Centrists balked when Ryan and House Majority Whip Kevin McCarthy (R-Calif.) broke the news to them last month that they might have to raise the age at which people would be affected by the Medicare reforms to 59 years old in order to balance the budget in 10 years. 

Democrats fiercely attacked Ryan’s last budget, which only cut benefits for people who are now under 55 years old. But that budget also didn’t balance until 2040. 

The improved baseline will help Ryan, but Rep. Mike Simpson (R-Idaho) a former Budget Committee member, said he knows some members still will have a problem. 

“I can sell 56 just as easy as I can sell 55,” Simpson said, adding that other members would have a problem arguing they were not going back on a promise.

“With some members it is of concern in that they’ve been out selling 55 and older … and this is going back on their promise,” Simpson said. 

Rep.

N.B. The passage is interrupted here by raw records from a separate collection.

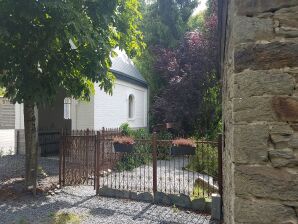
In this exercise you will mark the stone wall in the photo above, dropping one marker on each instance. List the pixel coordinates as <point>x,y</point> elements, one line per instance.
<point>7,114</point>
<point>260,103</point>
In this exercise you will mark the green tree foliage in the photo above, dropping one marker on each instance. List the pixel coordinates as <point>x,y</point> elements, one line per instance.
<point>192,94</point>
<point>197,21</point>
<point>47,46</point>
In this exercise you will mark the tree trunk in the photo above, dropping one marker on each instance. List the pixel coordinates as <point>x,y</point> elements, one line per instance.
<point>31,141</point>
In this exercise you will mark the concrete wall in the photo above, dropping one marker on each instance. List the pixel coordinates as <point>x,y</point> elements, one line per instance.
<point>7,114</point>
<point>7,142</point>
<point>260,104</point>
<point>112,111</point>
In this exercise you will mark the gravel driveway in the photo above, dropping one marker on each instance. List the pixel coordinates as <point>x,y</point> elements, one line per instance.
<point>92,209</point>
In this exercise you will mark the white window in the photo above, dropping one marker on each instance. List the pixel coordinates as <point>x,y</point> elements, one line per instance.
<point>67,104</point>
<point>131,106</point>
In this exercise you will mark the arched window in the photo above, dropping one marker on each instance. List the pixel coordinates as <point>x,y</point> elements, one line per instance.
<point>67,103</point>
<point>131,105</point>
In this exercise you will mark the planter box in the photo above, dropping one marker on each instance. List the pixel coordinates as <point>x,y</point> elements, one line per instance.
<point>182,150</point>
<point>123,147</point>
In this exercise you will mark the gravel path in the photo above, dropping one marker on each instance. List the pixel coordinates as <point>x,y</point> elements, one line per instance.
<point>14,166</point>
<point>93,209</point>
<point>171,178</point>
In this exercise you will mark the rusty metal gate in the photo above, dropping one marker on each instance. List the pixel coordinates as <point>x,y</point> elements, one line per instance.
<point>88,157</point>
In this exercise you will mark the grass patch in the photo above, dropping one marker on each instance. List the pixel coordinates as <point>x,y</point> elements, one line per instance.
<point>65,218</point>
<point>22,221</point>
<point>205,161</point>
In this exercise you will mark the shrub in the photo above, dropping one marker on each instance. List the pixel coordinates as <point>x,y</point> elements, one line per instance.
<point>142,152</point>
<point>205,160</point>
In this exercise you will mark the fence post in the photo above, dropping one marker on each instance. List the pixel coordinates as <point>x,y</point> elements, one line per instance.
<point>154,155</point>
<point>60,158</point>
<point>219,149</point>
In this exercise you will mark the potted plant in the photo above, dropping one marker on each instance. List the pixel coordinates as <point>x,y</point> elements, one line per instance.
<point>123,144</point>
<point>182,146</point>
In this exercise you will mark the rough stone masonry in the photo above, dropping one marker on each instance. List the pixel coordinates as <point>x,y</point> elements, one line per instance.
<point>260,103</point>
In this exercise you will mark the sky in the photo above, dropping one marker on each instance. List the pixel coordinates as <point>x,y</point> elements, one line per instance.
<point>202,6</point>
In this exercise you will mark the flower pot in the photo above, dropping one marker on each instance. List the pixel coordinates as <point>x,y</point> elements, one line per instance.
<point>182,150</point>
<point>123,147</point>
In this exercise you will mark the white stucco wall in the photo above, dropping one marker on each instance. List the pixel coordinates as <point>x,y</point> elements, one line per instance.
<point>82,114</point>
<point>112,111</point>
<point>19,116</point>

Pat Meehan (R-Pa.) who was particularly outspoken when the possibility of raising the age was broached last month, seemed more reassured after the Tuesday meeting with Ryan.

Meehan said he believed Ryan wanted to keep 55 the age at which people would see their Medicare benefits affected, which would allow the party a year to communicate the matter to voters.

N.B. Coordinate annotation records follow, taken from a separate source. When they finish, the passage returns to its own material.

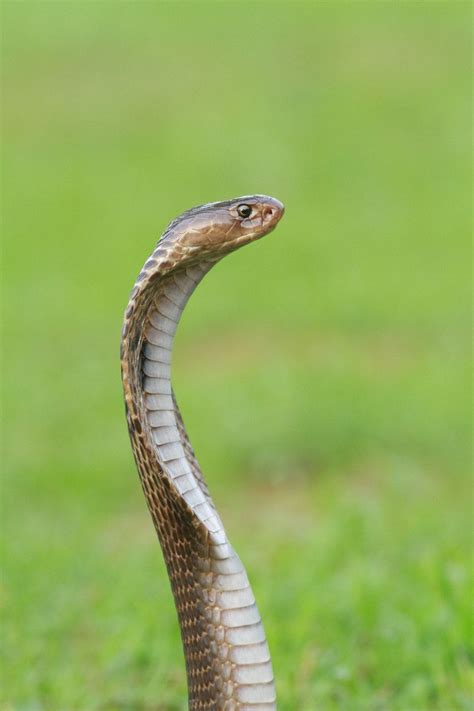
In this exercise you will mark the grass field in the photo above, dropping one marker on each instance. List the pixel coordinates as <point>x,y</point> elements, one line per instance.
<point>331,358</point>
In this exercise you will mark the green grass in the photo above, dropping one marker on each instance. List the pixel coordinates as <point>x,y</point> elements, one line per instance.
<point>322,372</point>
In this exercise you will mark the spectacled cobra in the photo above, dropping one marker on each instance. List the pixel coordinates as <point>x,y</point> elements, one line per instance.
<point>227,657</point>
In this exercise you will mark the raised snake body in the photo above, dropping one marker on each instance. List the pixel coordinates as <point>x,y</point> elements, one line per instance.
<point>227,657</point>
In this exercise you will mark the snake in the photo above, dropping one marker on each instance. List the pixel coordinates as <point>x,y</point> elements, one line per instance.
<point>228,663</point>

“I think that there was a recognition that we were fighting for the principle of 55 and how you interpret that, some people were saying, ‘we spoke to people and told them 55,’ and if you have time to suggest to them that it’s 55 but understand that you can’t forever hold that number, it would be a better option,” Meehan said in an interview.

He noted that anything above 55 would risk losing votes.

Energy and Commerce Committee Chairman Fred Upton (R-Mich.), a Tuesday Group member who attended the lunch, said Ryan hasn’t made a final decision.

“He actually said, ‘We don’t know what the numbers are going to look like next year,’ but he said that they are going to do their best to try and protect current beneficiaries and those that are younger than or born in 1958,” Upton said.

The head of the conservative Republican Study Committee (RSC), which is producing its own budget plan, predicted that most of his colleagues would support Ryan’s budget.

“We’re moving forward under the premise that there will be an RSC budget as well but we want to wait to see what his budget looks like first,” RSC Chairman Steve Scalise (La.) said. 

He noted that most RSC members voted in favor of last year’s budget, which didn’t balance until 2040. 

Still, Scalise left open the possibility that some would oppose Ryan, noting that “our objectives are not just 10-year balanced but the underlying policies that get you to balance both on saving Medicare and pro-growth tax reform.”